Abuelita · 09/04/2015 10:21

Children in the UK, and especially England, are the most tested in the developed world. The OECD (which does the three-yearly PISA tests) found only four countries out of 35 did national exams at the end of primary school and fewer than half had exams at 16+.

Is it time for parents to say enough is enough? If the rest of the developed world can manage without so many tests, then so can we. And it would make life far better for children and their parents.

For more information see www.localschoolsnetwork.org.uk/2015/04/time-to-put-an-end-to-excessive-testing-of-our-children/

OP posts:
BackforGood · 09/04/2015 17:26

I saw a great article Here earlier today, written by a parent, in response to the latest Election pronouncements re Education.

It's so well written, expressing what everybody who actually knows anything about education and the population as a whole have been trying to tell Education minister after Education Minister.
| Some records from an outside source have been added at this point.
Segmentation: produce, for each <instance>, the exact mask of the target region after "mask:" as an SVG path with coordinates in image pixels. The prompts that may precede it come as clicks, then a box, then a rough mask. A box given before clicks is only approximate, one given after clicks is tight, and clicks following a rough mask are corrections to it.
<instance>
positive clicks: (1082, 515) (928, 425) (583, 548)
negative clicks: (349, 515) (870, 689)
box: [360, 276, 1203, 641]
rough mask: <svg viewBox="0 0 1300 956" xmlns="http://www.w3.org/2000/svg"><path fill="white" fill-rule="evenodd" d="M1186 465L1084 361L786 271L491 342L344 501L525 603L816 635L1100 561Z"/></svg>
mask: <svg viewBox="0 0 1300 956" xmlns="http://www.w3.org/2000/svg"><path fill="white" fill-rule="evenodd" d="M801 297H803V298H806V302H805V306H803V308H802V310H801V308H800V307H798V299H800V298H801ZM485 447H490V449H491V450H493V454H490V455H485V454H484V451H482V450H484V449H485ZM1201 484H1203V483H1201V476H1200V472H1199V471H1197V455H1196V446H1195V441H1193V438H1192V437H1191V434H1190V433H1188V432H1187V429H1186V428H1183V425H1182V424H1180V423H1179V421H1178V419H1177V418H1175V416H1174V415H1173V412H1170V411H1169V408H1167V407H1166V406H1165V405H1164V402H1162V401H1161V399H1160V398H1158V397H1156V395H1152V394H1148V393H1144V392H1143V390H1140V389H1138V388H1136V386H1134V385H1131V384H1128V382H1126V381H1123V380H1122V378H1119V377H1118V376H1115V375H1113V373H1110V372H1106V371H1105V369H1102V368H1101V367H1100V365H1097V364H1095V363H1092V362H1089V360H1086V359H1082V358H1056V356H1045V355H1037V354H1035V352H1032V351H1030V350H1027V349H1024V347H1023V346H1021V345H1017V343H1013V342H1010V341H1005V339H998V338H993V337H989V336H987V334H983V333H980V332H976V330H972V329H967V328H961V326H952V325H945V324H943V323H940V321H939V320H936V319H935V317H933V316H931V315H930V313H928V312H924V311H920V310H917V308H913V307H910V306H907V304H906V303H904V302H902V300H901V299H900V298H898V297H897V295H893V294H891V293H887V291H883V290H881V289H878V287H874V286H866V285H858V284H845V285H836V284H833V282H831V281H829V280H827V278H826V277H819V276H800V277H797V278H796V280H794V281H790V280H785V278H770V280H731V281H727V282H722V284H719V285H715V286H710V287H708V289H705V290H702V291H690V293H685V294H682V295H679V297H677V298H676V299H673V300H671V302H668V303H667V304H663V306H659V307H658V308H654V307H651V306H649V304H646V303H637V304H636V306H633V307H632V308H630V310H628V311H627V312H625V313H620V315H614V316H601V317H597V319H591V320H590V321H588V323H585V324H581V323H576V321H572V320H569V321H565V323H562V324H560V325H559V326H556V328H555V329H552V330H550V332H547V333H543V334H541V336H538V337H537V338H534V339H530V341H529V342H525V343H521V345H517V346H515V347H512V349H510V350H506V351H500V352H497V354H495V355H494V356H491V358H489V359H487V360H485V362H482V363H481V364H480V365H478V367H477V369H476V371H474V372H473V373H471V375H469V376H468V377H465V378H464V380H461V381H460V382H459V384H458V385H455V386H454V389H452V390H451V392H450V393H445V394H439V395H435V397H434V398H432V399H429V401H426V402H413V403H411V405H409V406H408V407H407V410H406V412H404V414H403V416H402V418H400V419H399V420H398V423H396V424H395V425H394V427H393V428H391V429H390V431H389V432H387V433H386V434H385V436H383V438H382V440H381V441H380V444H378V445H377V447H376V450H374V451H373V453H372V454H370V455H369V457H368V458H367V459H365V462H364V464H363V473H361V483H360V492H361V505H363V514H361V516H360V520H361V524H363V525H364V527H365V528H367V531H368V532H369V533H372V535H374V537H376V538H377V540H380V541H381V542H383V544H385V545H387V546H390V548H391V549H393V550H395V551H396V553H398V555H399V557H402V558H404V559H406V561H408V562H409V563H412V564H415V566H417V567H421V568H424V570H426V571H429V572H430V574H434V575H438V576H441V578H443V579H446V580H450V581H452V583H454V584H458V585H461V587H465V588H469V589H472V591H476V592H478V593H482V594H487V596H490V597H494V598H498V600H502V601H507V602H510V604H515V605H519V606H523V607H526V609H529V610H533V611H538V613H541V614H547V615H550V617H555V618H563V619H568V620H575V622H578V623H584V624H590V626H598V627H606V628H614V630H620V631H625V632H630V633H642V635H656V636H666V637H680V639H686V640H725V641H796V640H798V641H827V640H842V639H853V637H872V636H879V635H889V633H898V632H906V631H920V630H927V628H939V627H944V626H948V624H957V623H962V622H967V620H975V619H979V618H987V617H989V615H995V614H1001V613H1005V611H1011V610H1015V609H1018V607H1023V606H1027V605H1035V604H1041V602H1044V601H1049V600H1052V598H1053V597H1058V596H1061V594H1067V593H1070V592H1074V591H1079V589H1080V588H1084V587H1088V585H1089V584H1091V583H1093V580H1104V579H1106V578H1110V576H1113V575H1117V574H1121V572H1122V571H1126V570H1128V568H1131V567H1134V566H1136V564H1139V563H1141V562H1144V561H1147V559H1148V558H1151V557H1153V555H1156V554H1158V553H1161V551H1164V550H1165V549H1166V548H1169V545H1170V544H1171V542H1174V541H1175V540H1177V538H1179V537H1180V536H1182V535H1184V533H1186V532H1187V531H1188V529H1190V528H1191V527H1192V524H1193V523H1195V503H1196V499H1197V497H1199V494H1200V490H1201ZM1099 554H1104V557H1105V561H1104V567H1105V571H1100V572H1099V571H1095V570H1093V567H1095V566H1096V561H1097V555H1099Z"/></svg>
Doublethecuddles · 10/04/2015 08:40

In Scotland we have no formal tests in primary school. The children are tested but parents are not informed of the results. Personally I think this makes it far less stressful and worrying. If tested in P1 my DS wouldn't have performed well, but he has now caught up with his peers in P4. I remember the teacher telling my he "just wasn't ready for formal learning" . If he had performed badly in tests, I would probably have worried more and tried to push him, he has however caught up in his own time.
I think lack of testing in Scotland makes primary schools more of a level playing field and parents aren't worrying about school "Sats scores". There is more of a mix of children in each school. These are assumptions I have made form reading Mumsnet and may be entirely wrong!
It's allows children to finish primary school without worrying about exams. Childhood is short enough as it is!
Do I think education is better or worse in Scotland for lack of formal testing? I can't answer that, but I do think it allows teachers to do their jobs without being under such scrutiny from parents and league tables.